IBM also announced a collaboration with KPMG, Merck and Walmart to build a pilot to track drugs through the supply chain. MediLedger, another project designed for the pharmaceutical supply chain which counts Pfizer, Genentech and McKesson among its partners, was launched in 2017. Walmart recently announced its decision to also join MediLedger in an effort to increase visibility into its pharma supply chain. Drugs, including over-the-counter, accounted for $35 billion of sales in their latest fiscal year ending January 2019.
Companies are usually wary of sharing information that they deem proprietary, including details of their supply chains. However, the US Drug Supply Chain Security Act, enacted by the US Congress in 2013, is forcing pharmaceutical companies to collaborate in order to comply with the Act’s requirement of being able to track and trace certain prescription drugs through to their distribution in the US. Even outside of regulatory requirements, the industry has been fighting the scourge of counterfeit drugs. With over €73 billion in counterfeit medicines being traded annually, this is a global problem with serious consequences.
A permissioned blockchain-based tracking mechanism, similar to IBM FoodTrust, would be an ideal solution for this application.
Permissioned Blockchains
A detailed explanation of permissioned vs public blockchains is outside the scope of this article. But briefly, all information on a public blockchain, like Bitcoin and Ethereum, is available for anyone to read. On the other hand, participants must be authorized to be able to read from a permissioned blockchain. This allows for sensitive information about a company’s relationship with its partners and suppliers to be shielded, while allowing pertinent information about the goods themselves to be shared with all stakeholders.
In the case of prescription drugs, this would mean that everyone in the supply chain could potentially trace their product from the raw materials all the way to the consumer. The decentralized and immutable aspects of blockchain technology ensures that no single entity “owns” the data (it will be shared by all), and records can never be tampered with. This can inspire confidence in the system among all stakeholders, and can be used as a system of record for regulatory purposes.

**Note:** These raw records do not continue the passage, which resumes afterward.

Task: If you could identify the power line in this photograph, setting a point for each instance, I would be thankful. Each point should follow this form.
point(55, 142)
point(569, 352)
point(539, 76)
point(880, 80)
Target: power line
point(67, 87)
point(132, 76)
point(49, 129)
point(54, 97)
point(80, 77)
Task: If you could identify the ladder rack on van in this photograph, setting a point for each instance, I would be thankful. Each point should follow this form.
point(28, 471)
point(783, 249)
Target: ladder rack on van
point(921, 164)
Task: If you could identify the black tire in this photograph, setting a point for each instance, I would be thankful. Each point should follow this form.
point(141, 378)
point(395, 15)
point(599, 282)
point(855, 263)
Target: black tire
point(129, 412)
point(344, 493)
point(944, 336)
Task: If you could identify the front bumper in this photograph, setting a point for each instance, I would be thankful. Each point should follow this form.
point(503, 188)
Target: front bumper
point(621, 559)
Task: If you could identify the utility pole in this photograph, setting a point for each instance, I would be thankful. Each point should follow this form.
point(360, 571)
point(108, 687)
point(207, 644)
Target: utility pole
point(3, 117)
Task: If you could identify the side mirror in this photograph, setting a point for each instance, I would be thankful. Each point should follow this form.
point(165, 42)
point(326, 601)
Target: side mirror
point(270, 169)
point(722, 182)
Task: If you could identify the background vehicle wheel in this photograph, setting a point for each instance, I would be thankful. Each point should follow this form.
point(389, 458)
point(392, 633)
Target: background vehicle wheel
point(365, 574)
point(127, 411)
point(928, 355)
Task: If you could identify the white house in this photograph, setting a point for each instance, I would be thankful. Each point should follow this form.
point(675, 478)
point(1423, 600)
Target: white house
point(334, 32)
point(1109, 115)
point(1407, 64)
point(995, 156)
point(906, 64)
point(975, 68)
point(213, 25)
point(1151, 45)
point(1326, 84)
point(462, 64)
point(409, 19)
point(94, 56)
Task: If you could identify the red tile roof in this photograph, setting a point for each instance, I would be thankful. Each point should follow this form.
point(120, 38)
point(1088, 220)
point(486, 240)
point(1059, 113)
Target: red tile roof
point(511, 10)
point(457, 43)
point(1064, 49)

The system can also be used to quickly identify the source of tainted drugs involved in recalls, and remedy the issue.
The “oracle problem”
One of the major concerns with data on a blockchain is how it gets there. While it is almost impossible to tamper with data once it’s on a blockchain, it is quite possible to tamper with it before putting it on the blockchain – aka the “garbage-in garbage-out” problem. Whether bad data is entered maliciously or accidentally, supply chains, including in the pharmaceutical industry, will have to utilize controls to ensure that data is accurately captured, through automation such as IoT sensors among other measures.
Conclusion
While blockchain technology is relatively new and comes with a lot of hype, the pharmaceutical industry should pay attention to its evolving capabilities to improve the ability to track and trace drugs as they flow through the complex supply chains.